I started on Friday with Y13. They are doing text transformation coursework - trying to shed new light on Macbeth along the way. They have all done a first draft, but a lot of them had failed to grasp that simply filling a textual gap by writing from a chosen character's perspective does not quite cut the mustard. Enter SOLO.
I went through the 5 stages and then we applied them to transformation coursework skills. This is what we came up with:
Creative writing that does not shed new light on the original text (therefore does not meet the criteria).
Takes one aspect of the original text, e.g. character or plot, but doesn't do much more than tell the same story from a different perspective.
Takes several aspects of the text, including themes, symbols, but although these ideas may be interesting and relevant, there is no interplay with the original text and the ideas are not linked or developed.
Has interplay with several aspects of the original text. Themes and symbols are developed, connected and integrated skilfully.
The text goes beyond a transformation of the original text and becomes a comment on the writer's craft, literary theories and movements, or changes in contexts and values over time.
We then analysed a piece of work that got maximum marks last year and mind-mapped the Relational and Extended Abstract thinking behind it. They then had to discuss and map their own work using the SOLO framework.
Too soon to tell if it works after one lesson, but you could almost hear their minds ticking away, and I'm fairly sure that the room brightened as a couple of lightbulbs switched on. The verbal feedback certainly suggests that they have gone away thinking in a different way about their learning.

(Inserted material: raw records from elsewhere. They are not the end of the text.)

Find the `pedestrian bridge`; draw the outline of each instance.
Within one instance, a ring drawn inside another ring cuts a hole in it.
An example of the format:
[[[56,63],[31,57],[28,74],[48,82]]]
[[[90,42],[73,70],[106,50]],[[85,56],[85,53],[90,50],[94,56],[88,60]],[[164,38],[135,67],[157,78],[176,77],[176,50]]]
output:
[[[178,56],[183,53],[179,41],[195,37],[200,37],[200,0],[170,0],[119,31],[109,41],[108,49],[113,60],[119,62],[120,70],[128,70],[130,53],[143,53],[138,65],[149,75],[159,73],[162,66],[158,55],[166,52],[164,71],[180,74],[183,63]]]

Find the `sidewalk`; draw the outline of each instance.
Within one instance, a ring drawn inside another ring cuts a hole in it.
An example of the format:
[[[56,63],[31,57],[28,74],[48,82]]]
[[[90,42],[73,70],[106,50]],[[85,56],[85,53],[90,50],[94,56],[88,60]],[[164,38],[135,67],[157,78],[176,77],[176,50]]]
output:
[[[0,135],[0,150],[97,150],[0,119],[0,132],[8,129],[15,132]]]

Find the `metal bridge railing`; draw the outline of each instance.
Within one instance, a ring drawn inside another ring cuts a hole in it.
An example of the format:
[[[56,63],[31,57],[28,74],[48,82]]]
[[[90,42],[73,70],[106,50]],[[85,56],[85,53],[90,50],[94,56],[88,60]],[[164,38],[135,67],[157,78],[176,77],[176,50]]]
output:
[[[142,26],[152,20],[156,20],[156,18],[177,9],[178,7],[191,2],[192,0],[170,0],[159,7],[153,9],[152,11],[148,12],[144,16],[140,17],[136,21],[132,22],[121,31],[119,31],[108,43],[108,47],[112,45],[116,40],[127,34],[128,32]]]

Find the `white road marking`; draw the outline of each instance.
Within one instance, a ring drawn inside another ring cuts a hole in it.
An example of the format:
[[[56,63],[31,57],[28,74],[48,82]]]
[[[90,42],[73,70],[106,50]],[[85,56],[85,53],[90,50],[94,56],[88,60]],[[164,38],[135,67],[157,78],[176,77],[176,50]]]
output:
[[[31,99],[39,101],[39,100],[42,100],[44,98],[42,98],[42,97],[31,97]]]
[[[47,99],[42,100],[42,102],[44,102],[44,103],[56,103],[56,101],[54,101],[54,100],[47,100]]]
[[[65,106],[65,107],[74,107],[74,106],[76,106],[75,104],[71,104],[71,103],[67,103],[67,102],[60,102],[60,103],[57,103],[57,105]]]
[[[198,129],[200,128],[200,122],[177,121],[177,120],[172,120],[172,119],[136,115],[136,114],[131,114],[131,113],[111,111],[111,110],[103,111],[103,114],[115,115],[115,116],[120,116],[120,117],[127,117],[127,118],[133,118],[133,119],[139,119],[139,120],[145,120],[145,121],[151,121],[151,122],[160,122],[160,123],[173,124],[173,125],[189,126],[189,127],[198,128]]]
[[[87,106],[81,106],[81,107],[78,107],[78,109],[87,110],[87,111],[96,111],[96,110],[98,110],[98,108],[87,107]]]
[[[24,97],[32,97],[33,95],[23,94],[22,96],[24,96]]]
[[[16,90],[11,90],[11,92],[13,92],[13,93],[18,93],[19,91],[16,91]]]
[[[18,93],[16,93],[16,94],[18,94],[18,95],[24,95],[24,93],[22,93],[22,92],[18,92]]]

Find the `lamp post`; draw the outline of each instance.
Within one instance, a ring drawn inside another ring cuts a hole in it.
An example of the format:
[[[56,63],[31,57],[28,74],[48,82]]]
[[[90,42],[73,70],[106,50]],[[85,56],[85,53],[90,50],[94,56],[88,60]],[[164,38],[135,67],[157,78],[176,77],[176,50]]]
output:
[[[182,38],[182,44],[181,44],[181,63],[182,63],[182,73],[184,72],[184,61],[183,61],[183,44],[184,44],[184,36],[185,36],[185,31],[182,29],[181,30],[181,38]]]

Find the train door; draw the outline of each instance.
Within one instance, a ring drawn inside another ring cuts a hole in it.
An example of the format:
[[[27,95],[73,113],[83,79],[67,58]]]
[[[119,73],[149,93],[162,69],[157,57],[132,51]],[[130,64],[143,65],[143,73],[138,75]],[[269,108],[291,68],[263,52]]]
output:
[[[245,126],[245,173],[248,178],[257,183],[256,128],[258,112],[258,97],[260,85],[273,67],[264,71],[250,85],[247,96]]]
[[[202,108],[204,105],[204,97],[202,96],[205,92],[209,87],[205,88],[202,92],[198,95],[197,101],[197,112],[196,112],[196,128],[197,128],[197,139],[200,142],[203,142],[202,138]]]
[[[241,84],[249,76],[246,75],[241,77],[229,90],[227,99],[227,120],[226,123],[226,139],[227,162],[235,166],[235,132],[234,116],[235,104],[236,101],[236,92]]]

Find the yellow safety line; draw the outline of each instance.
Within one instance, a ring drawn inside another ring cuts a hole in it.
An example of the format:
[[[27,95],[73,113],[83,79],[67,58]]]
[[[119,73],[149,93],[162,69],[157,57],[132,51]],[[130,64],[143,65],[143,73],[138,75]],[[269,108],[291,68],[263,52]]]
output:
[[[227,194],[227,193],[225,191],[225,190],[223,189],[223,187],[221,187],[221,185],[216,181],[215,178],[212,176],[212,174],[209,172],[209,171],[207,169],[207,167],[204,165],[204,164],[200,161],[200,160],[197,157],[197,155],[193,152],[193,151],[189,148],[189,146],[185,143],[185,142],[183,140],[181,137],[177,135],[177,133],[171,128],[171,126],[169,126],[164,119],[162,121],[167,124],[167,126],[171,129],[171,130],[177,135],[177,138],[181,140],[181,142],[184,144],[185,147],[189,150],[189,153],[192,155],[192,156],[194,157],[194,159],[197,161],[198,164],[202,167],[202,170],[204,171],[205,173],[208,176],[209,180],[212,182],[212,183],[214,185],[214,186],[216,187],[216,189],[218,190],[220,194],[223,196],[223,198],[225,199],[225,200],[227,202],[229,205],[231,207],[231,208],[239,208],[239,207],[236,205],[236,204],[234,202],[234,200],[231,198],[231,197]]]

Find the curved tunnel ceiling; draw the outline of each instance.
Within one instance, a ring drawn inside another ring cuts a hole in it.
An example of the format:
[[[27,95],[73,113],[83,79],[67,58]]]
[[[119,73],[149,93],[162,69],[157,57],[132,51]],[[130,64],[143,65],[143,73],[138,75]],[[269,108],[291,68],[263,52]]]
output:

Finally, I realised that it also fits well with a metaphor I've been using for years - that of the juggler. Students seems to get this idea really easily and some have even started drawing it on their Controlled Assessment planning sheets!
Prestructural is having a pile of balls (see, it's appropriate in more ways than one!)
Unistructural is throwing one ball up in the air and catching it.
Multistructural is throwing lots of balls up in the air, but one at a time.
Relational is juggling (and the more balls you can juggle, the more skill you are showing).
Extended abstract is when someone else throws in a club, a hoop, or a chainsaw and you still don't drop a thing!